NGC 6888 - The Crescent Nebula in Hydrogen-Alpha light

 

Copyright 2008 Hap Griffin

Powerful radiation winds blowing from the massive star, HD 192163 in the center of this photograph, created this nebula. About 400,000 years ago, HD 192163 expanded enormously to become a red giant and ejected its outer layers. 200,000 years later, the intense radiation from the exposed hot, inner layer of the star began pushing gas away at speeds in excess of 3 million miles per hour.  Information gathered by the Chandra X-Ray satellite leads researchers to predict that HD 192163 will explode as a supernova in approximately 100,000 years.

This image was taken through a narrowband Baader hydrogen-alpha filter.  Hydrogen gas, when excited by radiation to the point where it emits its own glow emits a deep red light at a wavelength of 656.3 nano-meters.  The filter used here passes only that wavelength and a very narrow window of wavelengths on either side...thus it is essentially a single color image and reproduced here as shades of gray.  One advantage to shooting these emission nebulae through such a filter is that increased detail can be seen that is sometimes lost in the maze of colors in a full color image.  Another advantage is that such photographs can be taken in full moonlight that would spoil a full-color image.  This was captured with the moon only about 40 degrees away in the sky..  
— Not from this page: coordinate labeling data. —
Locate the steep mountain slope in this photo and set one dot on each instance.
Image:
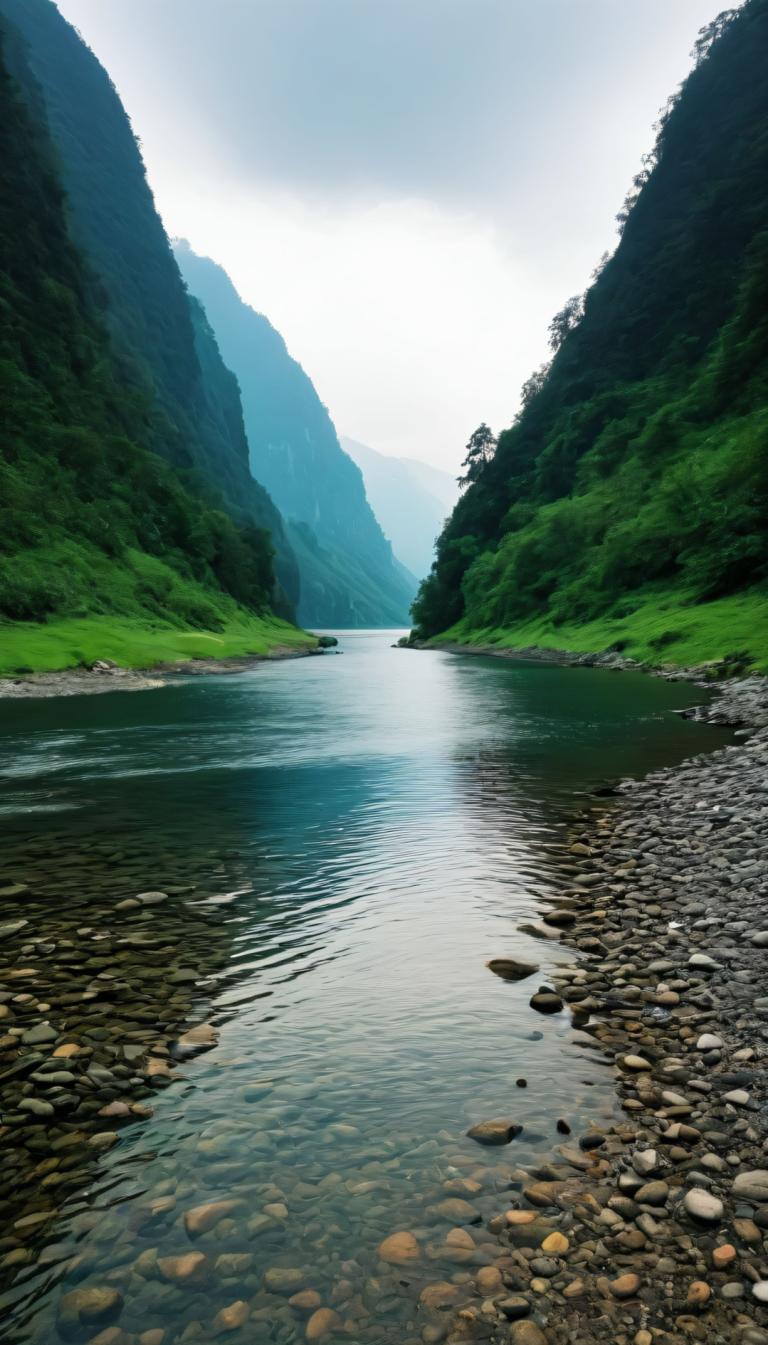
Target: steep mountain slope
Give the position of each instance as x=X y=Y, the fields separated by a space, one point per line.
x=197 y=418
x=93 y=523
x=349 y=574
x=408 y=510
x=628 y=502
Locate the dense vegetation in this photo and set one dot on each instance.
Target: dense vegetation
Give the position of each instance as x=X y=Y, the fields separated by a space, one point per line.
x=92 y=519
x=349 y=574
x=410 y=501
x=167 y=353
x=630 y=498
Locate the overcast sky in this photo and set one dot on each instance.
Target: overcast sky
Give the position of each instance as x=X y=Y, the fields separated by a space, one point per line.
x=408 y=188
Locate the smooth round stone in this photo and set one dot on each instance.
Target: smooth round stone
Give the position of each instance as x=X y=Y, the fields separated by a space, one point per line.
x=501 y=1130
x=700 y=1204
x=322 y=1324
x=626 y=1286
x=556 y=1244
x=752 y=1185
x=708 y=1041
x=635 y=1063
x=724 y=1256
x=526 y=1333
x=400 y=1248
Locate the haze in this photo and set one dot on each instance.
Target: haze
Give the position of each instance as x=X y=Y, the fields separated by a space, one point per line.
x=409 y=190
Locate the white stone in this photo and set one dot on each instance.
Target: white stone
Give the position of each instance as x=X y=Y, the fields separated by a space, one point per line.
x=708 y=1041
x=702 y=1205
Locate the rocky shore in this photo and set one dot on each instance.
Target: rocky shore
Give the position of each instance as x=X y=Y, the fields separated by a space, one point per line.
x=654 y=1230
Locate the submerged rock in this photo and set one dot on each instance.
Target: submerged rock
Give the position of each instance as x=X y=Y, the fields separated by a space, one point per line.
x=509 y=969
x=496 y=1131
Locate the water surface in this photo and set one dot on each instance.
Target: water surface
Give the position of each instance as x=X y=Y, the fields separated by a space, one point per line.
x=358 y=834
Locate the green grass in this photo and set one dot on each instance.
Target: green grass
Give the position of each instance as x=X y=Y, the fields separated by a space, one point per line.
x=661 y=630
x=31 y=647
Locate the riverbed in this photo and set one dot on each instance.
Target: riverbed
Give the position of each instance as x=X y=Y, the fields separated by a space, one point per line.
x=342 y=843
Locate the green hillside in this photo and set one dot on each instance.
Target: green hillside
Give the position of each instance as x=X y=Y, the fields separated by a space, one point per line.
x=167 y=354
x=628 y=503
x=93 y=522
x=347 y=570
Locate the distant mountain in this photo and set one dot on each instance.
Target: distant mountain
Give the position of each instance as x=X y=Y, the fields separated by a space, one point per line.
x=168 y=354
x=347 y=569
x=410 y=501
x=93 y=523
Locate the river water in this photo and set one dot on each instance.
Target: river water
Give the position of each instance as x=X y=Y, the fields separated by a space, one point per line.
x=346 y=841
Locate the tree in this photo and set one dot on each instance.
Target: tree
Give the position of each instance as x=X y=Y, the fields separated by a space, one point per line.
x=562 y=323
x=479 y=452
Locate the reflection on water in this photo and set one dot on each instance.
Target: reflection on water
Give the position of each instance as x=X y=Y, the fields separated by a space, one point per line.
x=344 y=842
NGC 6888 lies at a distance of 5000 light-years.



 

Date/Location:    April 26, 2008   Griffin-Hunter Observatory near Bethune, SC
Instrument:    Canon 40D Digital SLR (modified)  through Orion 10" Newtonian w/ Baader MPCC
Focal Ratio:   F/4.7
Guiding:    Auto via SBIG ST-402 through Orion ED80 refractor
Conditions:    Clear and cool 
Weather:    50 F
Exposure: 190 minutes total (38 x 5 minutes @ ISO 800)
Filters:    Baader 7 nm HA filter, Baader UV/IR block filter internal to camera
Processing:    De-bayering, calibration, selection of red channel data, alignment, stacking, Digital Development, Richarson-Lucy Deconvolution in ImagesPlus 3.0 .  Finished in Photoshop CS3.